You can determine what your home is worth by formulating a CMA or Comparative Market Analysis using several determining factors to determine value.
You can determine what your home is worth by formulating a CMA or Comparative Market Analysis like the real estate agents do. A CMA is not an appraisal but is "The Highest price in terms of money in which a property will bring in a competitive and open market under all conditions requisite to a fair sale".
To be "requisite to a fair sale" the buyer and seller are typically motivated and are both well informed or advised. The home would also need to sell at this price in a reasonable amount of time. Which means you will need to take into consideration your markets competition.
The market data or comparison approach to estimating a homes value is the most relevant method for estimating the value of single family homes. The price determined should represent a cash price for the home, not where the price found is affected by special financing or conditions that count as credits in the sale.
Often home owners feel that there home is worth more than the market value because they have memories or pride of ownership where their home has subjective value to the owner.
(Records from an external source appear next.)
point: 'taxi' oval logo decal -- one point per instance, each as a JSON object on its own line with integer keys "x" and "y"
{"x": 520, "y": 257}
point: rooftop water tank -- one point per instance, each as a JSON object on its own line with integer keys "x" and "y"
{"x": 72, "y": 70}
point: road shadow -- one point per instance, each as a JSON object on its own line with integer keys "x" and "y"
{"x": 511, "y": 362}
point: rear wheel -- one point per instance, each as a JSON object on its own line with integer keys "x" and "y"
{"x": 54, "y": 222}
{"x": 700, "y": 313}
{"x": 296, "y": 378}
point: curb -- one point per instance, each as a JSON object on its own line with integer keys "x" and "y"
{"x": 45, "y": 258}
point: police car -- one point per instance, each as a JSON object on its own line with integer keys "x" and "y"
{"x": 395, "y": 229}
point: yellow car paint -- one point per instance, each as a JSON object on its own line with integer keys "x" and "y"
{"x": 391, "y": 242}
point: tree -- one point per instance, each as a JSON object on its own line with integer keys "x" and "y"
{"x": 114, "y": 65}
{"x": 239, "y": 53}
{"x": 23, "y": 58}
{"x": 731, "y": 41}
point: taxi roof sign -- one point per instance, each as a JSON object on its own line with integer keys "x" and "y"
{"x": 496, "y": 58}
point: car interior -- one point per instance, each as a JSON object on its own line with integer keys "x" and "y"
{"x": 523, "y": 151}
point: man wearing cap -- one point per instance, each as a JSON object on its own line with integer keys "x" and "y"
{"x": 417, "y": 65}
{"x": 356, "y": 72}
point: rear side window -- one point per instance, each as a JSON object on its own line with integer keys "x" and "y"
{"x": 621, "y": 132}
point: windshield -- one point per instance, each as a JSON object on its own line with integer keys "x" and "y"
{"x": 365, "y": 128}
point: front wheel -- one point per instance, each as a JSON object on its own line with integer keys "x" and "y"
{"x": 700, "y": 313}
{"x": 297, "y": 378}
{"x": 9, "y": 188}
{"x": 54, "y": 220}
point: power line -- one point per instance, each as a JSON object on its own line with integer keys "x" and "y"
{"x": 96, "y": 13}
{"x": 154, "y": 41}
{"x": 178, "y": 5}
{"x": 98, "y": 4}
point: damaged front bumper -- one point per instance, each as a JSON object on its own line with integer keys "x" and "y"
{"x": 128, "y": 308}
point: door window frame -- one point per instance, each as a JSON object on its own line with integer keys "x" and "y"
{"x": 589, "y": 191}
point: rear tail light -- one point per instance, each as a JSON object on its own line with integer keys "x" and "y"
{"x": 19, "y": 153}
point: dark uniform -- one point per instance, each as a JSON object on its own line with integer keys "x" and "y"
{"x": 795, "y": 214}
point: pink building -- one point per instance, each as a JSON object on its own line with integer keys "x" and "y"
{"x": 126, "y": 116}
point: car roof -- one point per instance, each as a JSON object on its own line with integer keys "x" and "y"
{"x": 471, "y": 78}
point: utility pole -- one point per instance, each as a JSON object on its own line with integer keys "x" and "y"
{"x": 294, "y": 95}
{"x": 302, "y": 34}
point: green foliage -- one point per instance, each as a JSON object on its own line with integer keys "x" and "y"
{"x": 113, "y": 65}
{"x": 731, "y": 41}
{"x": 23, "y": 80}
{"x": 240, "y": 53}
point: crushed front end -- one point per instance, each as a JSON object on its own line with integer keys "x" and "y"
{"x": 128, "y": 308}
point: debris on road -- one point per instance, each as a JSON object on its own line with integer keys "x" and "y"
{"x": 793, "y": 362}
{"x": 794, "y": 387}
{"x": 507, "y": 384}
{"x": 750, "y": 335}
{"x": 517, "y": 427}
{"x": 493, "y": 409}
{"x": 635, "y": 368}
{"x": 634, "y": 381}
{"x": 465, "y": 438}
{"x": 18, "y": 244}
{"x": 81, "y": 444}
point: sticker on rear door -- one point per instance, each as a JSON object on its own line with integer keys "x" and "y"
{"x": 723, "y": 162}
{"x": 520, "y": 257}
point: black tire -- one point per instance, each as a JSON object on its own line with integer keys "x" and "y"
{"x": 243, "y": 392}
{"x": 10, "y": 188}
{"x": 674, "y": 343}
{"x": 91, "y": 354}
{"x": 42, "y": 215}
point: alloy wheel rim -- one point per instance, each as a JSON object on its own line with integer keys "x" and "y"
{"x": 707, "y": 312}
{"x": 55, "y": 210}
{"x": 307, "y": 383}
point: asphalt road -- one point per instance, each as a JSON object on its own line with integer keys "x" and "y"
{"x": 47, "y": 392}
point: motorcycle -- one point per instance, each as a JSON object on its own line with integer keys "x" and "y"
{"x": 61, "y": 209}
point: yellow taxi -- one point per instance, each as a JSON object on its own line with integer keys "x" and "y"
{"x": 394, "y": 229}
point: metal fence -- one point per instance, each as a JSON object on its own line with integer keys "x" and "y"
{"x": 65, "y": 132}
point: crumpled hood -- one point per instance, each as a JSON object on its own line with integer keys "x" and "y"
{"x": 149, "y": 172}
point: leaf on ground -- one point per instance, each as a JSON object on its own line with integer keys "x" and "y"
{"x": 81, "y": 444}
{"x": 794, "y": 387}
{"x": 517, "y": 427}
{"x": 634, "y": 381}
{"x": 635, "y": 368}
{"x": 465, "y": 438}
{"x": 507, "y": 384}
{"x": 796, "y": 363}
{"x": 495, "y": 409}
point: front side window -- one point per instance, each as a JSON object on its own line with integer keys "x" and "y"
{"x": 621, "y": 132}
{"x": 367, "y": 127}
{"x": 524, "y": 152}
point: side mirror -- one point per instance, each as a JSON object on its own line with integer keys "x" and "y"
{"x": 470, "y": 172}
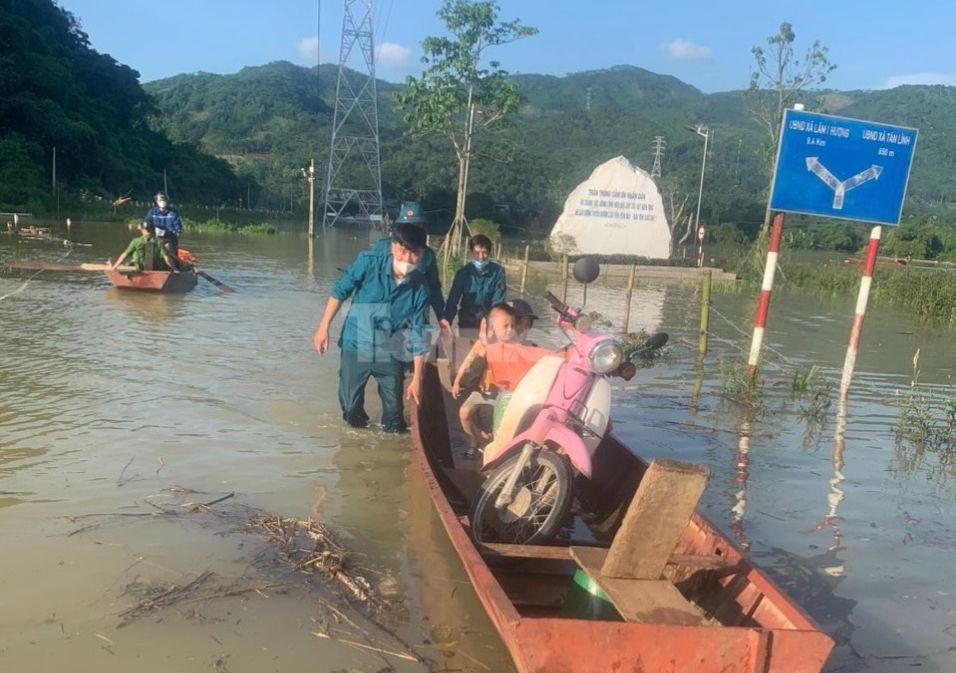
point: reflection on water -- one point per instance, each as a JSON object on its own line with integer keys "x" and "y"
{"x": 108, "y": 399}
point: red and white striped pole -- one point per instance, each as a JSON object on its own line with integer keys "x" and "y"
{"x": 763, "y": 305}
{"x": 865, "y": 283}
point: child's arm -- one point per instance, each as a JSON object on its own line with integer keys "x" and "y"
{"x": 477, "y": 351}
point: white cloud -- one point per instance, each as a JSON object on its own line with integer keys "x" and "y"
{"x": 308, "y": 49}
{"x": 686, "y": 50}
{"x": 920, "y": 78}
{"x": 391, "y": 55}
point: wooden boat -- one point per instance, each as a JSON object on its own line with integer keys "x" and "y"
{"x": 153, "y": 281}
{"x": 705, "y": 608}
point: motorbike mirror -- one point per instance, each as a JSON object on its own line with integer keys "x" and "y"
{"x": 586, "y": 270}
{"x": 626, "y": 370}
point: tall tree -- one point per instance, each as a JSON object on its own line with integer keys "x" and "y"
{"x": 778, "y": 80}
{"x": 457, "y": 95}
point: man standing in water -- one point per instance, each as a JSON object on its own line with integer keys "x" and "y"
{"x": 384, "y": 327}
{"x": 168, "y": 226}
{"x": 411, "y": 213}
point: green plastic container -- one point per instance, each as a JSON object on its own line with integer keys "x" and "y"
{"x": 501, "y": 403}
{"x": 585, "y": 600}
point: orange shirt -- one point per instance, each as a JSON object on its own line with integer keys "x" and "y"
{"x": 509, "y": 362}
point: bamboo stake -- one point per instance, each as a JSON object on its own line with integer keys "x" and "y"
{"x": 564, "y": 278}
{"x": 705, "y": 281}
{"x": 524, "y": 269}
{"x": 627, "y": 297}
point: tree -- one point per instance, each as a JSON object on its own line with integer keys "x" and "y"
{"x": 778, "y": 70}
{"x": 456, "y": 87}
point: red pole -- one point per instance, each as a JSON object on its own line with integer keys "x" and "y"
{"x": 763, "y": 305}
{"x": 857, "y": 329}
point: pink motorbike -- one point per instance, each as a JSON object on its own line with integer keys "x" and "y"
{"x": 551, "y": 427}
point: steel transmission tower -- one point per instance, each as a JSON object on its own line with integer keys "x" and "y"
{"x": 355, "y": 166}
{"x": 658, "y": 153}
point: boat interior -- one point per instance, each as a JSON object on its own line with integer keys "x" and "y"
{"x": 635, "y": 536}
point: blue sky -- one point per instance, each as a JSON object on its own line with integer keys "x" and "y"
{"x": 876, "y": 44}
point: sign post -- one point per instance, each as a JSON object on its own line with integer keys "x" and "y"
{"x": 841, "y": 168}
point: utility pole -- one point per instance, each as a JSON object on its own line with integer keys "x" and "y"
{"x": 355, "y": 123}
{"x": 56, "y": 189}
{"x": 311, "y": 198}
{"x": 658, "y": 154}
{"x": 705, "y": 132}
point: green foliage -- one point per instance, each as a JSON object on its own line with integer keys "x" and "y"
{"x": 455, "y": 96}
{"x": 486, "y": 227}
{"x": 779, "y": 79}
{"x": 738, "y": 385}
{"x": 921, "y": 238}
{"x": 56, "y": 91}
{"x": 926, "y": 425}
{"x": 217, "y": 226}
{"x": 559, "y": 246}
{"x": 802, "y": 380}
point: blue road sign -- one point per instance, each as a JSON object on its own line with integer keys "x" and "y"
{"x": 844, "y": 168}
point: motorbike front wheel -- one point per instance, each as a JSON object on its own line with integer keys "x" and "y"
{"x": 540, "y": 503}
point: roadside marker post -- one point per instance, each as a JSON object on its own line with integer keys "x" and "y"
{"x": 841, "y": 168}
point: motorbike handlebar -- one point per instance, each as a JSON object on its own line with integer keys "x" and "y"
{"x": 556, "y": 303}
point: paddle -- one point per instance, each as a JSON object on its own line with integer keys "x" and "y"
{"x": 222, "y": 286}
{"x": 40, "y": 265}
{"x": 653, "y": 342}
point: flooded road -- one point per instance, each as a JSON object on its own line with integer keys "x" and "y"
{"x": 117, "y": 404}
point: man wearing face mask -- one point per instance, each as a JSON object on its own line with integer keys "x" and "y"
{"x": 477, "y": 287}
{"x": 384, "y": 327}
{"x": 411, "y": 213}
{"x": 168, "y": 227}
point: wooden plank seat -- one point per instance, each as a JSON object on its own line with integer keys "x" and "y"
{"x": 630, "y": 571}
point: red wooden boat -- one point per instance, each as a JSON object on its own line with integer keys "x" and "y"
{"x": 707, "y": 610}
{"x": 153, "y": 281}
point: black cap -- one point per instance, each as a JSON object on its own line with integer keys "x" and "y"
{"x": 522, "y": 309}
{"x": 411, "y": 236}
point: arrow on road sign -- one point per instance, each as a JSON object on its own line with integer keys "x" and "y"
{"x": 841, "y": 188}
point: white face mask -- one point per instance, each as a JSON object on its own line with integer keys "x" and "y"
{"x": 402, "y": 269}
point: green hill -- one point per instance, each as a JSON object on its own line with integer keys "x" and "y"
{"x": 267, "y": 121}
{"x": 57, "y": 91}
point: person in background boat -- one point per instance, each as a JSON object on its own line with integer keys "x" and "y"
{"x": 411, "y": 213}
{"x": 168, "y": 226}
{"x": 143, "y": 251}
{"x": 384, "y": 328}
{"x": 477, "y": 287}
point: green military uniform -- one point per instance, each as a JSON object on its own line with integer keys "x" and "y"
{"x": 144, "y": 253}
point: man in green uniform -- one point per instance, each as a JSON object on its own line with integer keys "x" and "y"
{"x": 142, "y": 251}
{"x": 384, "y": 329}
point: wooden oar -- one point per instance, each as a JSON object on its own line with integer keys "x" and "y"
{"x": 222, "y": 286}
{"x": 40, "y": 265}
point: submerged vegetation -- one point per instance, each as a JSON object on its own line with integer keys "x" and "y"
{"x": 926, "y": 429}
{"x": 217, "y": 226}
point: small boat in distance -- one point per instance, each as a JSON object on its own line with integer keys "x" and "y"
{"x": 590, "y": 602}
{"x": 153, "y": 281}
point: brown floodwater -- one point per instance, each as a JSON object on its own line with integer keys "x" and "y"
{"x": 113, "y": 405}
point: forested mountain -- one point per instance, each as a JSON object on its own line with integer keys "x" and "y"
{"x": 56, "y": 90}
{"x": 270, "y": 120}
{"x": 247, "y": 136}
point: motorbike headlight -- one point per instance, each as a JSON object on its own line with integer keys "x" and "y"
{"x": 605, "y": 357}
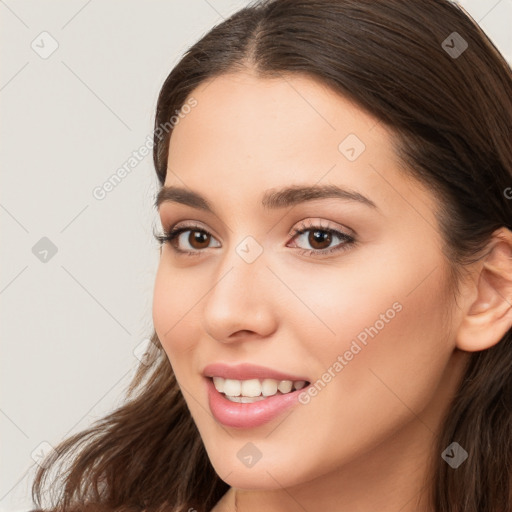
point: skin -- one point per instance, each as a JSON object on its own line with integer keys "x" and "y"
{"x": 364, "y": 442}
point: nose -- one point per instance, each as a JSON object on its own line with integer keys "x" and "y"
{"x": 240, "y": 302}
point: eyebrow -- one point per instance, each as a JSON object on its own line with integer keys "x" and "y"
{"x": 272, "y": 199}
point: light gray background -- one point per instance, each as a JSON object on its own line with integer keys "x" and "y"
{"x": 70, "y": 325}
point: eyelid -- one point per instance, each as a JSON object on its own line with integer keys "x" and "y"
{"x": 347, "y": 236}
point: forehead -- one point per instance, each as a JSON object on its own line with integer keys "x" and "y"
{"x": 248, "y": 134}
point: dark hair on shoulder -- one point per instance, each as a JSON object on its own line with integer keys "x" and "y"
{"x": 452, "y": 123}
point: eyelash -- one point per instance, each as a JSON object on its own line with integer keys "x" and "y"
{"x": 168, "y": 236}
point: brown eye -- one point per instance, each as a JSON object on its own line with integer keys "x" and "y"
{"x": 319, "y": 239}
{"x": 199, "y": 239}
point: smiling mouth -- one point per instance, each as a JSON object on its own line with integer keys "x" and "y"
{"x": 255, "y": 390}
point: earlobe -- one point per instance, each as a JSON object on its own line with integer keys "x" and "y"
{"x": 489, "y": 315}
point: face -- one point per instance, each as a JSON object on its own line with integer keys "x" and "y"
{"x": 346, "y": 291}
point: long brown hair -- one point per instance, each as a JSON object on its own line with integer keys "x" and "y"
{"x": 451, "y": 113}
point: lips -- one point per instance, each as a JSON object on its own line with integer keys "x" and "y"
{"x": 246, "y": 371}
{"x": 248, "y": 415}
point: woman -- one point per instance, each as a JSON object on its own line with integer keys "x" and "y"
{"x": 332, "y": 307}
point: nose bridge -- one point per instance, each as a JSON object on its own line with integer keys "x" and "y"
{"x": 240, "y": 298}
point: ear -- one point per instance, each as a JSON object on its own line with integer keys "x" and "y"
{"x": 489, "y": 315}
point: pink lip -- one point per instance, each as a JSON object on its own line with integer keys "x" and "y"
{"x": 247, "y": 371}
{"x": 238, "y": 415}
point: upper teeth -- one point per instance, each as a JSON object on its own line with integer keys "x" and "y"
{"x": 255, "y": 387}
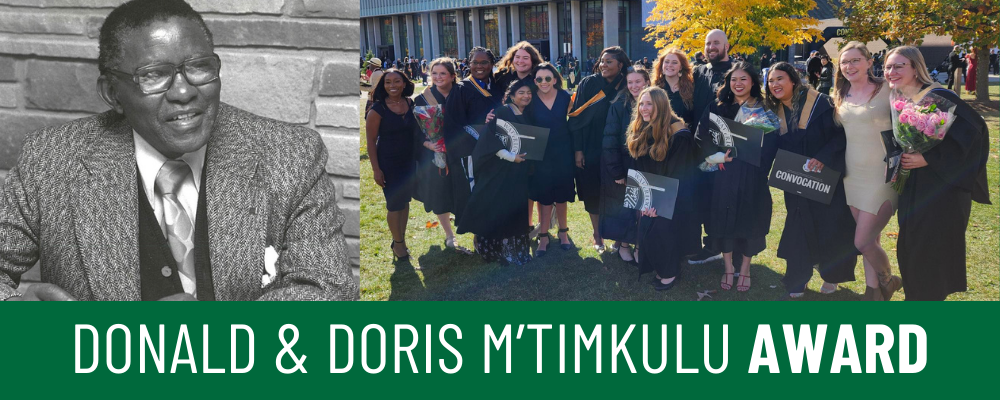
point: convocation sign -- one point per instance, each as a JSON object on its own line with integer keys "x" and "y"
{"x": 789, "y": 174}
{"x": 644, "y": 190}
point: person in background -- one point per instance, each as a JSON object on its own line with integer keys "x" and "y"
{"x": 661, "y": 144}
{"x": 936, "y": 201}
{"x": 825, "y": 75}
{"x": 954, "y": 64}
{"x": 740, "y": 216}
{"x": 970, "y": 74}
{"x": 390, "y": 127}
{"x": 552, "y": 183}
{"x": 617, "y": 222}
{"x": 862, "y": 103}
{"x": 519, "y": 64}
{"x": 374, "y": 76}
{"x": 467, "y": 105}
{"x": 673, "y": 74}
{"x": 587, "y": 120}
{"x": 699, "y": 59}
{"x": 434, "y": 187}
{"x": 813, "y": 68}
{"x": 814, "y": 233}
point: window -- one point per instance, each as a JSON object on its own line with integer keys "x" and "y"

Value, price and cost are not the same. You will need to determine value based on several principles. Is the highest and best use for the property being utilized? Is the price determined for the home in accordance with supply and demand? Is the home conforming to restrictive covenants and zoning laws? Is the price based on anticipation of the future benefits of ownership or present value? Past value is not important in estimating current or future value.
To come upon a true market value an owner needs to determine value based on 1) Utility 2) Scarcity 3) transferability and 4) effective demand.
Depreciation or a loss in the value of your home should also be considered when determining the market value. Depreciation can be from physical deterioration, functional obsolescence or economic obsolescence and all can have an adverse affect on the properties value.
COMPARISON APPROACH
You will need to do your homework and find at least three comparable prosperities to yours to come up with an accurate CMA. Comparables need to be have been sold recently in your area. You will need to obtain the date the comparable home sold, verified sales price, length of time on the market, method of financing used. You will also need to have a list of the normal physical characteristics each comparable sale has like square footage, number of bedrooms, baths, garage, age of home, location etc.
Of course very few homes will be an exact comparable and you will need to make price allowances for the difference. Plus and minus adjustments are made to reconcile the differences and arrive at a value estimate for your property based on basis of the price for which each comparable property is sold. You would add a plus adjustment to comparable when the comparable is deficient in a area that our home already has. For example, If you have a large lot but the comparable home has a smaller lot, you would credit the other home $1,000 or more based on the value of larger lots in your area.